How Sony Plans to Bring Excitement Back to Brand

NEW YORK Stuart Redsun, who joined Sony Electronics in June 2006 as svp, corporate marketing, last month launched the first brand campaign on his watch: “Like. no. other,” from BBDO. A marketing veteran of Nike, Gateway, Motorola and Helio, Redsun talked to Adweek about the company’s marketing strategy and agency relationships.

Q: Most of your media spend is evenly divided between TV and print, with about $60 million going to each in the U.S. Given that many people buy electronics on the Internet, why isn’t there more Web spending?
A: A big reason we’re using so much television for this campaign is that we need to have efforts that create excitement around the total Sony brand. In the past, Sony Electronics has gone to market by category. And many times, at the exact same time. So in effect, we were competing against ourselves for the same mind space. As part of our campaigns going forward, we’re picking points in time where we’re creating a lot of excitement around the Sony brand in general. In the past, we would focus [on] specific products and features and functions. But when you added them all up, Sony didn’t resonate as strongly.

What will be the major point of difference between Sony and Samsung or Panasonic?
From all of the research we’ve seen, the things that make Sony stand alone are quality, number one, as well as innovation, style and design. First and foremost, quality. No one even comes close to us in the industry in terms of the reputation that everything attached with the Sony brand has.

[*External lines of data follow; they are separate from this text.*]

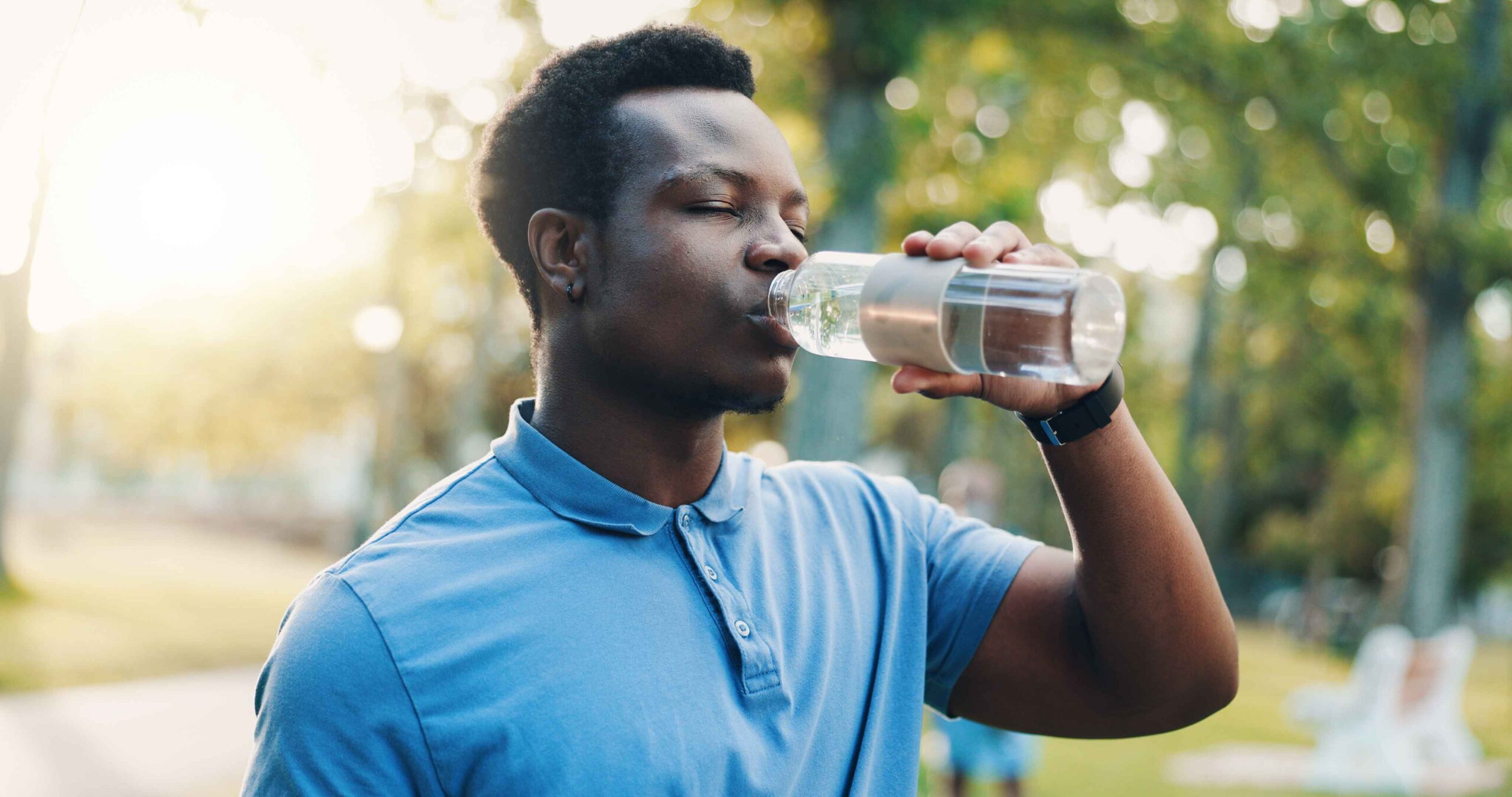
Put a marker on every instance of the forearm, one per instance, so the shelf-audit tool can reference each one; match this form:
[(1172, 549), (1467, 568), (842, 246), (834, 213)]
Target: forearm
[(1159, 631)]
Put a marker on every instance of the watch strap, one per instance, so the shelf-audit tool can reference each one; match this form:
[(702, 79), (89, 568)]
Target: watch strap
[(1089, 415)]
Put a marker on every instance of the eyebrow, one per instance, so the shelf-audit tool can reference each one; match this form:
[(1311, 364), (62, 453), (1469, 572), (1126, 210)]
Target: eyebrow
[(702, 171)]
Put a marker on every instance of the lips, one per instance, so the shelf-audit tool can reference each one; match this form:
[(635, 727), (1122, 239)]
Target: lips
[(776, 332)]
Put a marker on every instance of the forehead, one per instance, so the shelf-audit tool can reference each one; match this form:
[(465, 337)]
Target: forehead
[(676, 130)]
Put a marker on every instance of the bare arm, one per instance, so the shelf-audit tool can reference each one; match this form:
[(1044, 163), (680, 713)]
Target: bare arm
[(1127, 634)]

Yet Sony has fallen in the Interbrand rankings behind Samsung. And in terms of U.S. sales, it’s third behind Panasonic and Hitachi in some categories.
Interbrand’s survey takes into account a company’s financial measures, so it’s not the pure momentum of your brand or the pure strength of your brand [that’s being measured]. From Sony’s standpoint, we know we have to provide much more innovation in terms of our products. We have to continue to drive our highest-quality products and promote those heavily, and our most aesthetic-looking design products as well. And we’re going to do that in a big way.

Can you describe what qualities distinguish each of the agencies with which you’ve worked, such as Wieden + Kennedy, McCann Erickson and BBDO?
It all boils down to getting the right people on your business who live and breathe [it], and in effect become a part of your overall marketing department. Where it falters is when you get to a point where there is that division of agency/client or client/vendor, which is as bad as it can be. Once that happens, the chance to do any great work is really lost. Overall, the relationship is at its best when it’s fluid, when the ideas come in any direction and it really is a partnership.

When you were at Motorola, it was outmaneuvered by Nokia in terms of the design of its mobile phones. Is Sony putting more emphasis on product design than it has in the past?
Design, quality and innovation have always been there [at Sony]. But you can obviously see, citing examples from other brands, that when you lose sight of those key attributes, a brand can falter. It’s something we’ll continue to put much more emphasis behind. We have an advantage in the U.S. [because] we also have a design center here that helps Tokyo with designs that are right for the U.S. market.

How are the marketing challenges at Sony different from other companies where you’ve worked?
You have to tout what makes your brand unique. Nike certainly did that well. At Motorola, we [had] a brand that lost its luster. It had all these innovative products on the mobile phone side and once it lost that lead we had to really reinvigorate it. Sony has never really lost that love from the consumer, as evidenced by [various] sources.

Can you talk a bit about how the work is divided between BBDO and 180?
Initially, it was really looked at in terms of pure workload. I wouldn’t say one is better than the other in terms of a certain discipline. It’s more of each having a different approach and a different way of thinking. For us, it’s a way to balance out the creative horsepower that both partners have so that you can always ensure you’re getting the freshest thinking on your business. 180 will be developing our second effort coming out later this year that’s tied to products around back-to-school and the holiday season. They’ll do a full, multimedia effort similar to what BBDO just produced. We started [with] both agencies at the same time [with the idea] that BBDO was going to take the first effort and 180 was going to take the second. Depending on the category and seasonality, they’ll switch off.

Can we expect a change in your media mix?
You’ll see a lot more online from us. You’ll also see a lot more that isn’t traditionally measured media. You’ll see a lot more efforts at retail in terms of what we can do to better help our partners sell Sony products, whether it be events, point-of-sale or promotions that drive folks to retail. Really a lot more on the floor where consumers can see for themselves the quality of our products versus the competition.

Can you make a prediction about the media and entertainment landscape five years out?
We’ll continue to see the proliferation of the anytime, anywhere [phenomenon] as mobile devices get stronger, battery life gets better, networks get faster. We will see the proliferation of the “snacking of society,” how we just snack in little nuggets all the time. [It’ll be] like that in media where you’re always in tune with your content. You’re creating your own world in terms of your entertainment and technology options because it’ll always be with you.